Principal Phuthumile Tyhali and members of the School Governing Body (SGB) say they have been asking for a second primary school in the area for years.

“This community is growing every day and can no longer cope with just one primary school,” said Tyhali.

“We would like to be able to accommodate more learners but it is just not possible. There is no more space in the school even to put more prefabs.”

Currently the school has 1,916 learners with 47 teachers. Most of the learners are from Masiphumelele, with some from Red Hill, Simon’s Town, Westlake and Capricorn. Ukhanyo is the only primary school in these areas that offers Xhosa as a first language.

In one class there are no desks while in others the learners are squashed together with little or no space for movement.

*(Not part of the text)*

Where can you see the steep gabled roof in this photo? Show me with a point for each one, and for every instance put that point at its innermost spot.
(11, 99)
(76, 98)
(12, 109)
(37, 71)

Some classes have 50 learners.

Tyhali said the school had applied for more school furniture from 2013.

“The classrooms are too small and cannot accommodate the number of children we have in a class. We have had some desks and chairs donated by other schools. I have to go around asking,” said Tyhali.

But spokesperson for the Western Cape Department of Education Jessica Shelver said the school was given furniture in 2016.

“The school did receive furniture in 2013, but was not on the 2014 and 2015 priority lists, hence when it was on the 2016 lists it was supplied with furniture again.”

She said schools are afforded an opportunity to apply for furniture on an annual basis, and applications are prioritised by the Education District Office based on the needs of the schools which applied and the availability of funds.

The SGB had asked for a second primary school in the area but because there was no land available in Masiphumelele, the school was built in Ocean View, she said. Shelver said the new school would relieve some of the pressure at Ukhanyo, but SGB chairperson Themba Sontundu disagrees.

“The other school does not do Xhosa,” he said, “and the majority of these children come from Eastern Cape where Xhosa is a first language and cannot cope with Afrikaans. Hence parents are coming back to the school and we are forced to accommodate them.”

Sontundu said transport to Ocean View was also a problem.

Transport to Ocean View would cost around R400 a month. “Most people in the community are unemployed and can not afford to pay transport,” said Sontundu.

“The School and District are in the process of submitting an application for learner transport,” said Shelver. “We need to complete a detailed list of all learners that will make use of this transport. Transport can only be requested and recommended based on detailed information on each learner and where they live, once they have been registered at the school,” said Shelver.